First, I recommend upgrading to the latest HBase 0.19 release, 0.19.3.
You have a few choices, but in short you want to use filters.
http://hadoop.apache.org/hbase/docs/r0.19.3/api/org/apache/hadoop/hbase/filter/package-summary.html
Specifically, you should look at the RegExpRowFilter:
http://hadoop.apache.org/hbase/docs/r0.19.3/api/org/apache/hadoop/hbase/filter/RegExpRowFilter.html
You could set up the regular expression to only return stuff from the
month you want. Inside the MR job you would know every row returned
would come from the month in question and would be able to look at the
key to determine the agency_id and day.
There's an example in TIFB docs:
http://hadoop.apache.org/hbase/docs/r0.19.3/api/org/apache/hadoop/hbase/mapred/TableInputFormatBase.html
Best of luck!
JG
Michael Hauck wrote:
Hi,
i'm new to hbase MapReduce and want to do following:
- create daily statistics with sql queries against a sql database
- store statistic results in hbase
- run daily MapReduce on that results to compute monthly statistics
I stored this data in hbase table 'route_conversion_statistics'.

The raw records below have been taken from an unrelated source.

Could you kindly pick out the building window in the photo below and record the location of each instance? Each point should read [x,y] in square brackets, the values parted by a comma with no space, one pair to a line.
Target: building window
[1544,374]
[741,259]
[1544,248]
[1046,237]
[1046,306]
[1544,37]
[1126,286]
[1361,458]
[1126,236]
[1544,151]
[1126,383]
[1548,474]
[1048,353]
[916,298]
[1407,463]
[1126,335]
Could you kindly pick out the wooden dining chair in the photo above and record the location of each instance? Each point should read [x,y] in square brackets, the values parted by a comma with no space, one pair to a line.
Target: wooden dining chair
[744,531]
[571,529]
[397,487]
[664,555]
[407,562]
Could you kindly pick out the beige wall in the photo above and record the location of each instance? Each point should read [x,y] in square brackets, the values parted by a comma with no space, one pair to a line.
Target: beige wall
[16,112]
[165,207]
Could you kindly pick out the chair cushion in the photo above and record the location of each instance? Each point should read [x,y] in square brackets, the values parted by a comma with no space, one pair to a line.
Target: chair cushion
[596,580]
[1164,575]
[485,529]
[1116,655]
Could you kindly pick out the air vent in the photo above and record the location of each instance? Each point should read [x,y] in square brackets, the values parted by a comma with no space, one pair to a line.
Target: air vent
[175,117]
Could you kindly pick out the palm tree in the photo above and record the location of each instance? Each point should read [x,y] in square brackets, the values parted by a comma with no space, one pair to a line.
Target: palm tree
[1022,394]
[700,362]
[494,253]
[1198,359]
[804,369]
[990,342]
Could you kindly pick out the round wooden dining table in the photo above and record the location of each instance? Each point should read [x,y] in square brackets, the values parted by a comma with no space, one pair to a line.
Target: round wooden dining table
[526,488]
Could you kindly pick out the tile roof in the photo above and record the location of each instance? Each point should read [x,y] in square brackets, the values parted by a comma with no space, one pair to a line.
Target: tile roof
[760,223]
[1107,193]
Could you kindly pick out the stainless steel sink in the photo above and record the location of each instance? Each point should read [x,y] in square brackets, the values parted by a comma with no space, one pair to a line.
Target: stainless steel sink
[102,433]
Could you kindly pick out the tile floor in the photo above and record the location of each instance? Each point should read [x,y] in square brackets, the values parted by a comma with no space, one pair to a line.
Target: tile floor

My keys have the format '<agency_id>_yyyy-MM-dd' like '208_2009-06-08'
My ColumnFamilies are 'looks', 'bookings', 'turnover', 'paxcount'
For example:
The row '208_2009-06-08' has about 30000 column like this:
looks:FRAMUC, value=123
looks:FRALAX, value=456
...
bookings:FRAMUC, value=15
bookings:FRALAX, value=34
...
turnover:FRAMUC, value=1534.34
turnover:FRALAX, value=4574.35
...
paxcount:FRAMUC, value=356
paxcount:FRALAX, value=5676
...
Now i want to create a new row with the corresponding key '208_2009-06'
and put
the sum of all columns from '208_2009-06-01' to '208_2009-06-30'
What is the best practice to do this?
How can i scan over this monthly range?
I use hadoop 0.19.1 and HBase 0.19.1
Thanks,
Michael